I can't finish a Stephen King book and not watch the movie.  I just have to.  Maybe, I think, the book will come to life on screen and I'll re-live those wonderful scenes. 

This is, of course, a set up for failure.  In fact, movies I liked before reading the book, feel flat after reading the wonderfully textured novels by King.  People I feel like I know well, because I've spent time in their head via Mr. King, now seem pasty and cardboard. 

So, that brings me to The Dead Zone.  I read the novel in marathon race with my wife.  She read on Kindle, I listened on audible.  I beat her.  (Double speed, my friends.)  Now, let me tell you up front, I've seen the movie before.  I'd forgotten everything except key scenes, and the vague memory that I'd liked it a lot. 

The Dead Zone Is Real:

Can I ask right up front: Was there a shortage on extras when they were filming the Dead Zone?  We start at the Carnival.  A scene described as something out of Ray Bradbury's Something Wicked This Way Comes.  Skip the lucky streak at the game booth, and instead we watch Johnny and Sarah dip up and down on the roller-coaster.  But -- they're all alone.  Who gets to go to the County Fair and ride the roller-coaster all alone?  It wasn't closing time.  But watch, it's just them, bopping up and down and all around the track. 

Pretty soon, we are ushered in to the local hospital where Sarah comes looking for Johnny.  She bursts in to what could be a mansion, but it's the hospital.  "Where's the emergency room?" she asks, and is directed up large wooden stairs.  Stairs?  Hospital?  It doesn't look like a hospital.  Did they run out of white paint?  But it gets better.  Like the fair grounds, all is dead in the hospital. As in. . . no one is there!  Apparently it's a slow night in the E.R.  If there were budget cuts, I'm pretty sure they came out of the extras.  Because there are almost no background characters throughout the movie.

Instead of having a medical team seeing to him, Johnny has one sole doctor.  Because, you know, that would require more. . . extras.

Finally at the Stillson rally, where. . . . BOOM, there are people.  And the biggest political sign I've ever seen.  Ever.

Questions:

Do movies like this make you wonder some things?

1. Who cut Johnny's hair all those years he was in the coma?

2. Does the truck driver and the accident remind you of Pet Sematary?  As in, all that's missing is a kid running into the road as the accident happens.



3. How did his parents know when he would wake up?  They were right outside, waiting for him.

4. So Frank Dodd killed himself by jamming sissors up his mouth -- that was his best plan?  he's a cop with a service revolver.

5. Does everyone have a bowl haircut?



6. Did Johnny notice his jacket makes him look like a vampire?

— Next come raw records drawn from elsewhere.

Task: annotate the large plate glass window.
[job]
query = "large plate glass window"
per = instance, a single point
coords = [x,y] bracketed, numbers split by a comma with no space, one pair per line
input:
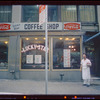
[33,53]
[66,53]
[4,53]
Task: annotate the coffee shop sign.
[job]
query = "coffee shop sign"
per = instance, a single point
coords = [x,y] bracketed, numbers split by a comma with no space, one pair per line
[29,26]
[33,47]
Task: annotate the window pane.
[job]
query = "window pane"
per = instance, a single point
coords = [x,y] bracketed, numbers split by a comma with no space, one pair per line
[33,53]
[3,54]
[66,53]
[52,13]
[87,13]
[68,13]
[30,13]
[5,13]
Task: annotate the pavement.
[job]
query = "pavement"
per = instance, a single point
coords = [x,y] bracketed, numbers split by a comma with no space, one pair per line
[31,87]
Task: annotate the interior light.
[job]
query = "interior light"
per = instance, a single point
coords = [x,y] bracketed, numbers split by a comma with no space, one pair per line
[72,46]
[6,42]
[60,38]
[74,49]
[27,38]
[36,38]
[67,39]
[69,46]
[73,38]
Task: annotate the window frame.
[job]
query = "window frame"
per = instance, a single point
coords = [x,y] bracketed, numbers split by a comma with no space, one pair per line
[22,19]
[5,38]
[21,55]
[11,16]
[95,9]
[52,69]
[76,13]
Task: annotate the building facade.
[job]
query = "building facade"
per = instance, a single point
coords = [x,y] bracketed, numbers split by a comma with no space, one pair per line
[22,41]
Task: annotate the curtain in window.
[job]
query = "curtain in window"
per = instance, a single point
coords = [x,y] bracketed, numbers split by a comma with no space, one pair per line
[68,13]
[87,13]
[5,13]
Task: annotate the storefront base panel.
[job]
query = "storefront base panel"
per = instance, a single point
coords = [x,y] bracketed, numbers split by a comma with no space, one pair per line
[4,75]
[52,75]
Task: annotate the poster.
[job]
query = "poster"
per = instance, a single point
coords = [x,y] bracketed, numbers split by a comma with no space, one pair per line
[66,54]
[29,59]
[38,59]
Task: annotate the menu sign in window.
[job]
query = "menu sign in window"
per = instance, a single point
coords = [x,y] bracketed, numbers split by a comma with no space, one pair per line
[66,54]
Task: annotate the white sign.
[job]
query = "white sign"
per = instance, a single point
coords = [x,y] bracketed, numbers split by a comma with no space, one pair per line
[29,59]
[38,59]
[42,11]
[66,54]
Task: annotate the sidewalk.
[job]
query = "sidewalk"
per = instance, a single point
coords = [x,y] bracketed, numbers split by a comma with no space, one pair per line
[54,87]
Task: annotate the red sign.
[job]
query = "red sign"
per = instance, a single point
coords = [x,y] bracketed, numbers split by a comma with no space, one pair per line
[4,27]
[72,26]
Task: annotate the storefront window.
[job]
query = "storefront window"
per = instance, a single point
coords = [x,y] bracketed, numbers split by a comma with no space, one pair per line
[3,53]
[68,13]
[33,53]
[5,13]
[30,13]
[87,13]
[66,53]
[52,13]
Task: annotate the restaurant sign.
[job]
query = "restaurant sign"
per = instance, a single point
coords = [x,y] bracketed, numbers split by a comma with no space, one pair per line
[72,26]
[52,26]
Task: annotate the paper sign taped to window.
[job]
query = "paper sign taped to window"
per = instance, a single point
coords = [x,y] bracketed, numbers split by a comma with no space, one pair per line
[38,59]
[66,54]
[29,59]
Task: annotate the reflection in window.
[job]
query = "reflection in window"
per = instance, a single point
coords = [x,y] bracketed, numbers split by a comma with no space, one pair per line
[66,53]
[33,53]
[3,54]
[87,13]
[30,13]
[5,13]
[68,13]
[52,13]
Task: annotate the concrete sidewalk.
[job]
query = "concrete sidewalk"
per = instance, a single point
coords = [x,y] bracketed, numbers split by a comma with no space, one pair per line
[54,87]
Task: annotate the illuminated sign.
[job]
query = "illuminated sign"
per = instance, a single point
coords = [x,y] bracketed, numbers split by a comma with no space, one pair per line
[33,47]
[4,27]
[72,26]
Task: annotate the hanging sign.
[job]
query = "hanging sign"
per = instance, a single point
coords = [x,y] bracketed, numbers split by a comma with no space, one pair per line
[72,26]
[66,54]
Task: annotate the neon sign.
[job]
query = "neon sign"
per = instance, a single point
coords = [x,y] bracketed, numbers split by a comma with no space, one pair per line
[34,47]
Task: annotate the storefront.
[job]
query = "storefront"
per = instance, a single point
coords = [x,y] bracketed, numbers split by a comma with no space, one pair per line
[22,51]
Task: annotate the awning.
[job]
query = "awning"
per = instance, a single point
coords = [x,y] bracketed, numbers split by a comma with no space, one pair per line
[92,37]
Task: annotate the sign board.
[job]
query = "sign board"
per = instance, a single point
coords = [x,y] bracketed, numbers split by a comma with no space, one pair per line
[66,55]
[42,12]
[38,59]
[72,26]
[29,59]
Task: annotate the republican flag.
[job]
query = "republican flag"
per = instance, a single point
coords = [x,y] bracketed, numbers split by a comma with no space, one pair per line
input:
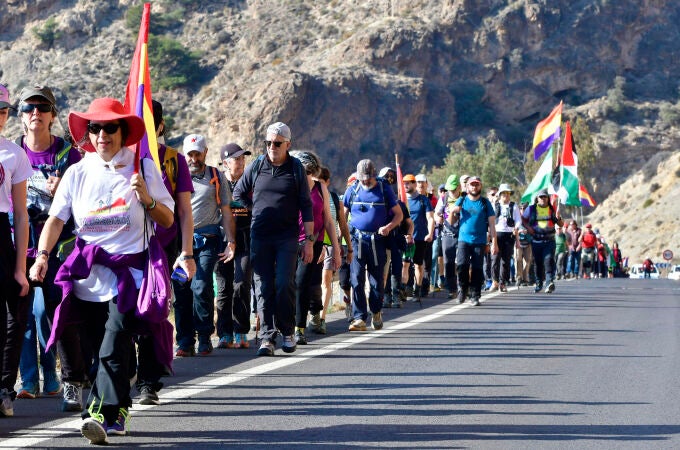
[568,190]
[547,132]
[586,199]
[138,93]
[542,180]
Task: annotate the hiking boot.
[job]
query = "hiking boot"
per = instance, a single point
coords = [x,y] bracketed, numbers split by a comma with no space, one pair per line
[226,342]
[120,426]
[357,325]
[73,397]
[185,352]
[148,396]
[266,348]
[288,345]
[315,321]
[300,338]
[6,406]
[461,297]
[204,345]
[94,427]
[51,384]
[28,391]
[322,327]
[241,340]
[376,322]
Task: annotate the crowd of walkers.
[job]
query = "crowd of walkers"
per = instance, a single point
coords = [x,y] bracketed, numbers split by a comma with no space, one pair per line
[89,233]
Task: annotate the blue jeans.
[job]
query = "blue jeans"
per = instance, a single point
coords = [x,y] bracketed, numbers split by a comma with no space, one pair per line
[369,256]
[273,263]
[195,300]
[573,262]
[37,333]
[469,268]
[544,260]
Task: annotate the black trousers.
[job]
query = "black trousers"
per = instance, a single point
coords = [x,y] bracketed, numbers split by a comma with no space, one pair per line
[13,310]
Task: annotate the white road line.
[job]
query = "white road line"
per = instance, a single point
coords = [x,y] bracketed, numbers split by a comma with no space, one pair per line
[36,436]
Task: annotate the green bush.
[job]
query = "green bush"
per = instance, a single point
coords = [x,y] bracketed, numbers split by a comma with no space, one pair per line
[48,33]
[172,65]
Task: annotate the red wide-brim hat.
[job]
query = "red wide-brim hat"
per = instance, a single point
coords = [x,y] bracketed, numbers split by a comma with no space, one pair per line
[104,110]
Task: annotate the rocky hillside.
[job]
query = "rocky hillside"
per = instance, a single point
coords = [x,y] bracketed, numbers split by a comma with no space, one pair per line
[357,78]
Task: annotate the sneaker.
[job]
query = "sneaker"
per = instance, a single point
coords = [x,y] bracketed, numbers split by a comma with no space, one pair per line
[376,322]
[322,327]
[6,406]
[94,427]
[73,397]
[288,345]
[300,338]
[241,340]
[28,391]
[266,348]
[204,345]
[51,385]
[183,352]
[148,396]
[119,427]
[226,342]
[461,297]
[357,325]
[315,321]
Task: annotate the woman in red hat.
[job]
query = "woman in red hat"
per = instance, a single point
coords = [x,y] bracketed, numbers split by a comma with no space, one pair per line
[101,278]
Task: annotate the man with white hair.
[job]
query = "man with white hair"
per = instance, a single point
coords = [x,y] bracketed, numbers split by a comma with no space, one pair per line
[275,188]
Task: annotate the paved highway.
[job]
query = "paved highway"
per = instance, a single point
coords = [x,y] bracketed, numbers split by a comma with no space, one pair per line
[592,366]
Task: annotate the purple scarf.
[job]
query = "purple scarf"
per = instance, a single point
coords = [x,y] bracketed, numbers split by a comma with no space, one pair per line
[77,267]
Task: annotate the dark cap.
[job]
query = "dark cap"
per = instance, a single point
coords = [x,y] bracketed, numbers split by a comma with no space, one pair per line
[365,170]
[232,150]
[38,91]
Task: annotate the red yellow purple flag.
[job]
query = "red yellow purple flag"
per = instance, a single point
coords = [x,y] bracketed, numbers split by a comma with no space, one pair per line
[547,132]
[138,93]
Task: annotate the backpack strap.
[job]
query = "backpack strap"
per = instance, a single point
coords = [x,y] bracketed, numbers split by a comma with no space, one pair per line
[215,179]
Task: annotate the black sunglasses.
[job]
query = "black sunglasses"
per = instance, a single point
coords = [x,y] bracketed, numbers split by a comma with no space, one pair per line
[29,107]
[276,144]
[109,128]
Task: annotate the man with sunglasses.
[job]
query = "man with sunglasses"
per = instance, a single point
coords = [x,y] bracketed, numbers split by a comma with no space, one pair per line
[477,221]
[50,157]
[275,188]
[540,220]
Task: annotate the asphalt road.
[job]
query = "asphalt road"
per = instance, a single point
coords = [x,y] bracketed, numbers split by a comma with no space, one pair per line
[592,366]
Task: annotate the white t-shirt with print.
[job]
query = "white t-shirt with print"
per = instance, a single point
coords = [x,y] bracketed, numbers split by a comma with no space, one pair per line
[107,213]
[14,168]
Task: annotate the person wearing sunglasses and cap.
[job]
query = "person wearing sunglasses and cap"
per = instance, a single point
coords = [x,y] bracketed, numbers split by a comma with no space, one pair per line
[540,220]
[15,169]
[50,156]
[112,205]
[275,188]
[477,224]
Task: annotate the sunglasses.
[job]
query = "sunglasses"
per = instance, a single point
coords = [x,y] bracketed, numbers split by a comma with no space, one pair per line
[276,144]
[109,128]
[29,107]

7. Ah, paper bags -- anyone else miss those?

8. That's how we launch nukes?

9. Why is Johnny driving Ted Bundy's VW ?



What's Great:

Okay, enough silly moaning.  I still like the film.  And the movie is a fair representation of the novel.  The scenes are put together at almost the same pace as the book, without the early connections to Greg Stillson.  So there's not the same feeling of the two stories moving toward one another as there was in the book. 

I think the visions are far more intense in the movie than they were the book.  I also liked mama Dodd going after them.  Christopher Walken does a nice job showing the conflict inside of Johnny.